蓮が入ってきて、その後ろから、瑠奏が入ってくる。たった1日しか経っていないのに、ずいぶん久しぶりに見るような気がする、私の大切な大親友の顔がそこにあった。
瑠奏は、こぼれ落ちそうなくらい目を見開いて、口も開けている。全部開いてるみたいに見える。
私の時にそうしたように、蓮が瑠奏に言う。
「落ち着いて、叫ばないでね。とりあえず座って落ち着いて。」
私もそれに倣う。
「こっちに来て座布団使って。瑠奏……ちゃん。」
「はぁぁああ??」
盛大に叫んだ瑠奏……ちゃん。
「どういうこと!?生きてたの??」
——ま、そうなるよね。
なんとか宥めて、事と次第を説明する。
私はどうやらパラレルワールドから来てしまったこと、私の世界では蓮の方が死んでいること。帰り方がわかるまでどうしようと思っていたけど、蓮と心が通じたことをキッカケに、このまま帰れないなら、こっちの陽葵として生きていきたいと思っていることを話した。

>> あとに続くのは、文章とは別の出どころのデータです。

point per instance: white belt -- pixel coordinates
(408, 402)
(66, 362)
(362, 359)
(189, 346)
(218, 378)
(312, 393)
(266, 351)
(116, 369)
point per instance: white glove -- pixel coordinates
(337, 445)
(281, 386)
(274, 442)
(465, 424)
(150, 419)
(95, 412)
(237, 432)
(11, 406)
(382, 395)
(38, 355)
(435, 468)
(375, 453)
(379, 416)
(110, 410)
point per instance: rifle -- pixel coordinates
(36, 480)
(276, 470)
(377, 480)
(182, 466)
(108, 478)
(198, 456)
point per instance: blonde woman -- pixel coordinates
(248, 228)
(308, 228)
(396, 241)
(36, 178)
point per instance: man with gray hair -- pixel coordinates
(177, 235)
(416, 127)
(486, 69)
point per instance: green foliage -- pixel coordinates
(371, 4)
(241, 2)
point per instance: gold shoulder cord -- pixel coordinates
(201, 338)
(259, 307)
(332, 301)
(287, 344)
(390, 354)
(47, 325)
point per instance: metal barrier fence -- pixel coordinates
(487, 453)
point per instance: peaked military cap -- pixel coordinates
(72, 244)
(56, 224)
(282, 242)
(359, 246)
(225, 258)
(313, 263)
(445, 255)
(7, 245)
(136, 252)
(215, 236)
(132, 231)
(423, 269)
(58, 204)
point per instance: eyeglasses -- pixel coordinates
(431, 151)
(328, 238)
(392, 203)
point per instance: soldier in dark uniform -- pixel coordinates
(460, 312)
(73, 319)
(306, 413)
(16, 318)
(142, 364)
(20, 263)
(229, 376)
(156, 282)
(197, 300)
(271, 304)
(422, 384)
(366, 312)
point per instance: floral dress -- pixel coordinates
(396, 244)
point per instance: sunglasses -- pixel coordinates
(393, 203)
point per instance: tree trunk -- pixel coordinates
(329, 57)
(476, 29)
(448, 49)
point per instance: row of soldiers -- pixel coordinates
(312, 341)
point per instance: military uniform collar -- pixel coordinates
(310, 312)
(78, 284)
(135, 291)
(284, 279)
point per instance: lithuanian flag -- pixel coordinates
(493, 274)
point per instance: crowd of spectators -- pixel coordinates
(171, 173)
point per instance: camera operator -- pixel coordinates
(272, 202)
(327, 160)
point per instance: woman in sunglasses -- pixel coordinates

「そんなバカなこと起こるはずがないって言いたいけど、私、昨日、陽葵の死に顔見ちゃったし、あなたは陽葵にしか見えないし、双子?とかで、私をからかってるワケじゃ……ううん。陽葵は一人っ子のはず。従兄妹とか?」
瑠奏はかなり混乱しているようだ。そりゃするよね。それでも、瑠奏にはわかって欲しい。

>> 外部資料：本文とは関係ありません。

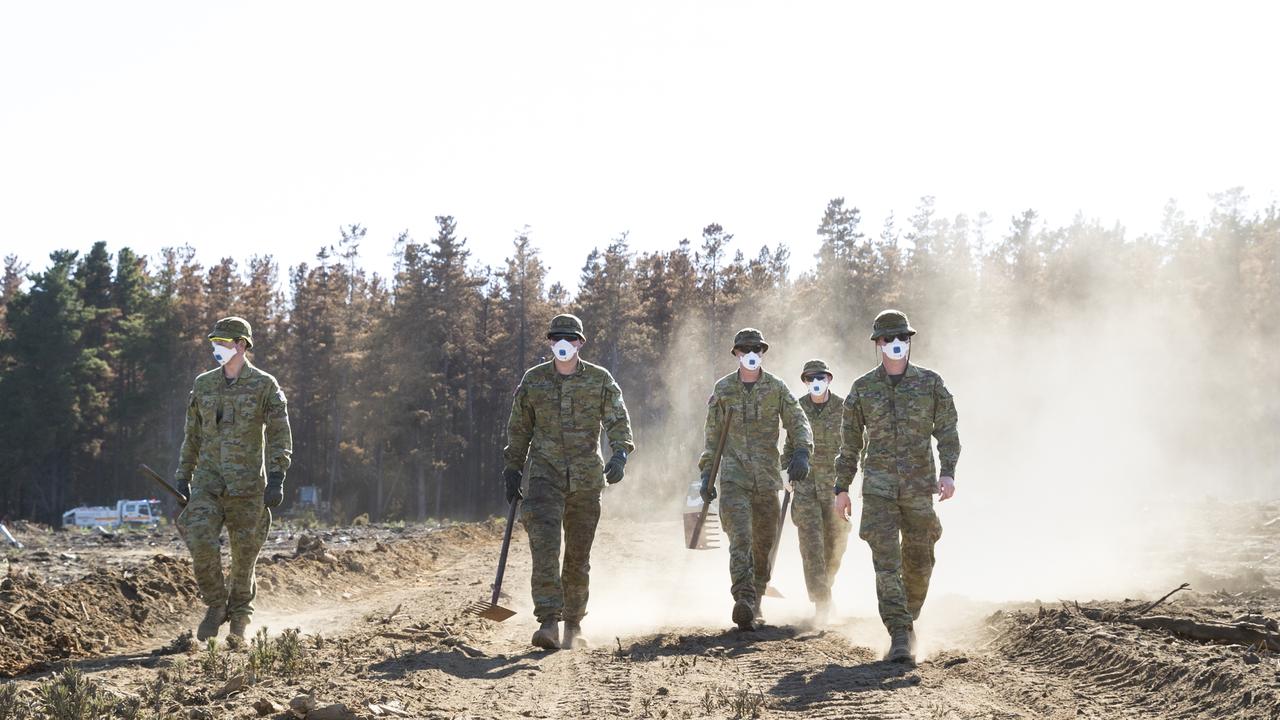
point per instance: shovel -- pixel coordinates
(492, 610)
(777, 540)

「本当に、別の世界から来ちゃったみたいなんだ。親友の瑠奏には信じてほしい。」
「親友って、私は陽葵の親友なのであって、あなたの親友では……」
「あ、そうだね。でも私も陽葵なんだよ瑠奏ちゃん。蓮くんと瑠奏ちゃんがわかってくれないと、私、ここで独りぼっちになっちゃう。お願い助けて。」
瑠奏は不安そうに蓮くんの方を見た。
それを受けて、蓮くんは私の隣に来て、
「陽葵ちゃんは、陽葵とは別人だけど、でも、世界は違っても、陽葵と同じ人だと思うんだ。話せば話すほど、そう思う。あっちの僕も、ここに居る僕も、陽葵が好きなんだ。だから、僕は陽葵ちゃんを助けるよ。」
「陽葵と陽葵ちゃんは別人で同じ人?なんか混乱する……。え?好き?」
「うん。僕は陽葵が好きだったんだ。同じくらい陽葵ちゃんが好きだよ。」
「ごめん。瑠奏、ちゃん。私も、蓮が好きで、蓮くんのことを同じように好きだと思うの。」
「……。」
瑠奏は黙って、俯いている。
今、いろんなことを考えているのだと思う。私達はじっと瑠奏の頭の整理が終わるのを待った。